# 🧑‍🏫 Lab — Benchmarking Anthropic Models for Coding Tasks

**Goals**

1. **Load** a random coding question from the *cais/hle* benchmark  
2. **Invoke** 5 Anthropic models hosted on Bedrock (up to Claude 3.7 Sonnet)  
3. **Capture & compare** latency, token usage, *reasoning chains*, and cost  
4. Discuss why larger reasoning budgets help—and what they cost


## 0. Environment Setup

Install required Python packages for AWS Bedrock, data loading, and rich output.

In [1]:
%pip install -q boto3 langchain_aws datasets pandas tabulate tqdm rich

Note: you may need to restart the kernel to use updated packages.
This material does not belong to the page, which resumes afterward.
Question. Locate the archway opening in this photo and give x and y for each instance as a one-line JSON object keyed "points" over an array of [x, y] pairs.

## 1. Imports & Configuration

Below we set up logging, AWS connectivity, and a helper dataclass that
holds both **input** and **output** token prices plus an optional
`thinking` stanza (only used by Claude 3.7).


In [2]:
from __future__ import annotations

import json, logging, os
from dataclasses import dataclass, field
from datetime import datetime
from typing import Any, Dict, List

import boto3, pandas as pd
from datasets import load_dataset
from rich.console import Console
from rich.table import Table
from tabulate import tabulate

# logging & AWS
logging.basicConfig(level=logging.INFO,
                    format="%(asctime)s [%(levelname)s] %(name)s: %(message)s")
log, console = logging.getLogger("bedrock_benchmark"), Console()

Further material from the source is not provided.